All of them able to speak about a life before Cang Qiong and An Ding Peak. All of them remembering a family before Shizun, or if they had been too young or wished not to linger because it was too painful and harsh, to point at the map and indicate where they came from.

 

Fen Meng wasn’t like that, her life starting at the very first step of the great stone stairs leading towards the Twelve Peaks’ majestic tops, Shizun the only parent she could name no matter how much he sputtered and blushed and turned away every time she slipped and called him a-Die until she fully stopped one day, named after the paint heartily coating the dormitory in which she had been brought and never left – that was Traditional to identify the An Ding Disciples by the colour of their specific dormitories unless they wished for their proper family name to be retained but since most of them were farmer brats and street urchins and orphans too poor to own the clothes on their back it was so uncommon as to be startling when it happened, leaving An Ding Peak home to a whole rainbow of kids and teens and teachers and Hallmasters, each colour their own little compound yet united in their work for the Sect’s greater prosperity and their undying devotion to Shizun, the man called Shang Qinghua.

 

Fen Meng wasn’t bothered by this absence of a previous recorded existence.

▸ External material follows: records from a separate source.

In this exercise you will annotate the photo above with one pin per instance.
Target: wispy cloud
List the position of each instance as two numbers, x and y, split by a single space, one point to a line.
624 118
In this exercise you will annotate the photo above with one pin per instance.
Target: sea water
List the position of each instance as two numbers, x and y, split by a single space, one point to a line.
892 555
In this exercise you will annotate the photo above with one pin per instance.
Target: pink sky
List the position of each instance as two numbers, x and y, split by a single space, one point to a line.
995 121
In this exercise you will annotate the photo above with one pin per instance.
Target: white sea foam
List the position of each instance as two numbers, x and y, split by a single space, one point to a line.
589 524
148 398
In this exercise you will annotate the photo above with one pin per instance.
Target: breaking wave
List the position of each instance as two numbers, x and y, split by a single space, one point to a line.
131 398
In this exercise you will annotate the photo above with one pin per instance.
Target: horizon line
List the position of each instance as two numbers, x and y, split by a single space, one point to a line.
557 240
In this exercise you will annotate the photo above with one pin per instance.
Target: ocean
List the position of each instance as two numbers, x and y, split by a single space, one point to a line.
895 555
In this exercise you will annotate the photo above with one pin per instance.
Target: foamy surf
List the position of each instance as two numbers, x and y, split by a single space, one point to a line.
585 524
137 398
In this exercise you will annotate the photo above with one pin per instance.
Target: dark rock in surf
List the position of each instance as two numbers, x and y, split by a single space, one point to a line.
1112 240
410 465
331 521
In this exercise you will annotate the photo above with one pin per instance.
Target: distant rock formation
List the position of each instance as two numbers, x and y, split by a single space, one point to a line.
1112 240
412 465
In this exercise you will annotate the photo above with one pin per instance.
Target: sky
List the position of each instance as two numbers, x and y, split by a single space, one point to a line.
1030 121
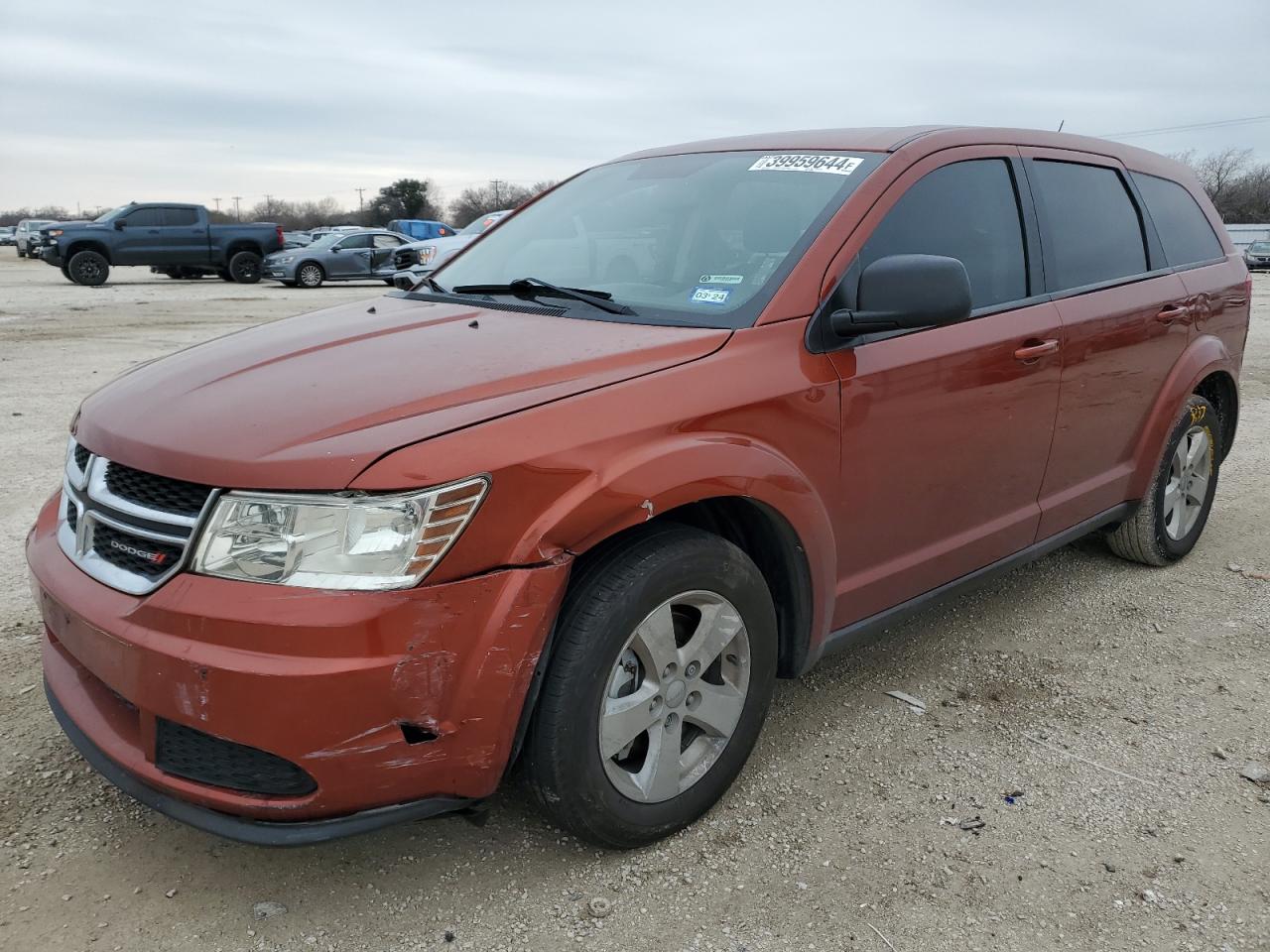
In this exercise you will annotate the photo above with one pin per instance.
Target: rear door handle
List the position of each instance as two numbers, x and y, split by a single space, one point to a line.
1034 349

Maybe if she had been unhappy on An Ding Peak, she would have lost herself in fruitless what-ifs and ponderings, but at the end of the line, it wouldn’t have been very useful to wallow in the shadows that never came into being. She was content on the Logistics Peak, even if that was a very exhausting task indeed to try and balance the budget with eleven Peaks splurging on a whim or constantly wrecking something barely repaired, and in spite of being an accountant she still needed to go and pull her weight on night hunts to uphold the Peak’s good name and face no matter how unfond she was of hacking things with a sword or blowing monsters to pieces with a talisman because what if something went wrong on this expedition ?

 

Her life could be hard on her nerves sometimes but she deemed it had more positives than negatives, all considered. It was good, and she was good, and she wanted for it to remain good.

 

For this goal, there was very few she wouldn’t be ready to do, no matter how loudly she screamed inside.